Pasal 46 yang berbunyi: ayat (1) pemerintah atau pemerintah daerah sesuai dengan kewenangannya, mengatur dan menetapkan alokasi air pada sumber air untuk pengusahaan sumber daya air oleh badan usaha atau perseorangan sebagaimana dimaksud dalam Pasal 45 ayat (3), ayat (2) alokasi air untuk pengusahaan sumber daya air sebagaimana dimaksud pada ayat (1) harus didasarkan pada rencana alokasi air yang ditetapkan dalam rencana pengelolaan sumber daya air wilayah sungai bersangkutan, ayat (3) alokasi air untuk pengusahaan sebagaimana dimaksud pada ayat (1) ditetapkan dalam izin pengusahaan sumber daya air dari Pemerintah atau pemerintah daerah, ayat (4) dalam hal rencana pengelolaan sumber daya air belum ditetapkan, izin pengusahaan sumber daya air pada wilayah sungai ditetapkan berdasarkan alokasi air sementara, tidak jelas bagaimana alokasi ditetapkan , tidak jelas kedudukan perngguna yang telah ada terutama petani yang telah turun temurun menggunakan air untuk mata pencariannya, tidak jelas alokasi sementara yang dimaksuid, sehingga sewaktu-waktu bisa tersepak karena kekutan dan prioritas yang diberikan ke pengguna baru.

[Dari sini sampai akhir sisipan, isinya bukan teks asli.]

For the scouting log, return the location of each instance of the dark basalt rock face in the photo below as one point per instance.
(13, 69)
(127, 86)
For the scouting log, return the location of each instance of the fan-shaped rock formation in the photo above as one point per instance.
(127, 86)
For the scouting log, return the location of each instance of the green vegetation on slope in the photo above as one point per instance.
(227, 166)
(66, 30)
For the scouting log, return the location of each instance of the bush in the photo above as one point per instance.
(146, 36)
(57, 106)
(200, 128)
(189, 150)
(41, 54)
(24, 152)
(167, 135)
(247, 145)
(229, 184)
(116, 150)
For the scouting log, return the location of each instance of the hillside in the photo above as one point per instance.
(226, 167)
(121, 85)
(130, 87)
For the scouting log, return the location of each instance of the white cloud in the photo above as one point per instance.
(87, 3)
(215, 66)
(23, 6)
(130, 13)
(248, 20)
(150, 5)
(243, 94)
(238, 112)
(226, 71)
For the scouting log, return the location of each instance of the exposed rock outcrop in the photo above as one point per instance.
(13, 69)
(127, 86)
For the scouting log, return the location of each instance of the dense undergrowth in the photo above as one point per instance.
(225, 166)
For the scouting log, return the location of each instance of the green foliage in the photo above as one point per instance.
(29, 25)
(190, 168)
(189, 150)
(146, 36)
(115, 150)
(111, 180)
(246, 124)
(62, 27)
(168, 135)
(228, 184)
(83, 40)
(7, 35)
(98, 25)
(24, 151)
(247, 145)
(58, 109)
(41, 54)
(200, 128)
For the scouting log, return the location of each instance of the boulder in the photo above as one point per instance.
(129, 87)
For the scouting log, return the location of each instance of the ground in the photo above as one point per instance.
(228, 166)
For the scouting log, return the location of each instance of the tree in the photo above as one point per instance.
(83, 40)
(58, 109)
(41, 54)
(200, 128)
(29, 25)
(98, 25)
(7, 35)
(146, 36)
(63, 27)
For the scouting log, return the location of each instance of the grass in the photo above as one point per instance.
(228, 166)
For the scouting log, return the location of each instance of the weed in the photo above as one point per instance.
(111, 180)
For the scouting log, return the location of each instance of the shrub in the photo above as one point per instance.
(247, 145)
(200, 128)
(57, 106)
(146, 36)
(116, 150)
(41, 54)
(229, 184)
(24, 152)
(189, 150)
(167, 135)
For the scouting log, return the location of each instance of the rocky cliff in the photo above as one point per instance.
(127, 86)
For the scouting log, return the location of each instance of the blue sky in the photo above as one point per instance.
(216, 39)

Termasuk bagaimana mengadakan konsultasi publik seperti dinyatakan dalam pasal 47 ayat yang berbunyi ( 4) Rencana pengusahaan sumber daya air dilakukan melalui konsultasi publik. Siapa yang dimaksud publik di sini tidak jelas, apakah cukup dengan memangundang beberapa LSM dan Dinas sudahdapat dikatakan konsultasi publik, siapa pula yang akan dianggap mewakili petani pada konsultasi publik. Bukankah ungkapan "water is everybody business" yang telah mendunia seharusnya menjadi pedoman bagi seluruh pihak dalam pengelolaan air.
Pengguna air di suatu sumber pasti ada urutan senioritasnya, yaitu berdasarkan sejarah mereka mulai mempergunakan air dari sumber tersebut, urutan yang seyogyanya menjadi dasar pemilikan hak guna, artinya siapa lebih dulu menggunakan dia yang mendapat prioritas pertama menggunakan air tampa mengindahkan untuk apa penggunaan itu. Hak guna baru hanya dapat diberikan apabila masih ada sisa debit yang belum dikeluarkan hak gunanya. Kalau tidak pengguna baru hanya diberikan hak guna di musim hujan ketika air melimpah atau pengguna baru baik sendiri-sendiri maupun melaui kelompok mendirikan bendungan untuk menampung air lebih di musim hujan untuk digunakan pada musim kemarau.
Hak guna yang diperkenalkan Pemerintah di dalam UU No.7 akan mempengaruhi penggunaan air dari sumbernya, sayang UU tersebut tidak cukup menguraikan mekanisme pemberian Hak Guna yang dimaksud. Hampir semua sumber air terutama sungai meskipun tidak mengikuti suatu peranturan tertentu sudah habis teralokasi terutama pada musim kemarau.Tidak jelas bagaimana Pemerintah yang diberi hak untuk mengeluarkan Hak Guna akan mengatur pemberian hak tersebut yang sebenarnya sudah habis teralokasi.
Hak guna dari sumber alamiah harus dibedakan dengan hak guna di sumber air buatan, kalau air di sumber alamiah merupakan kurnia Tuhan adalah milik publik, di waduk air merupakan hasil usaha sehingga hak gunanya menjadi milik pembangun waduk atau bendungan. Hak guna yang dikeluarkan dari sumber alamiah harus ditukar dengan kewajiban, sebab tampa kewajiban dari mana Pemerintah menarik biaya pemeliharaan watershed dan biaya pengawasan kualitas air. Adanya kewajiban juga dapat dipakai sebagai bukti seseorang mempunyai hak.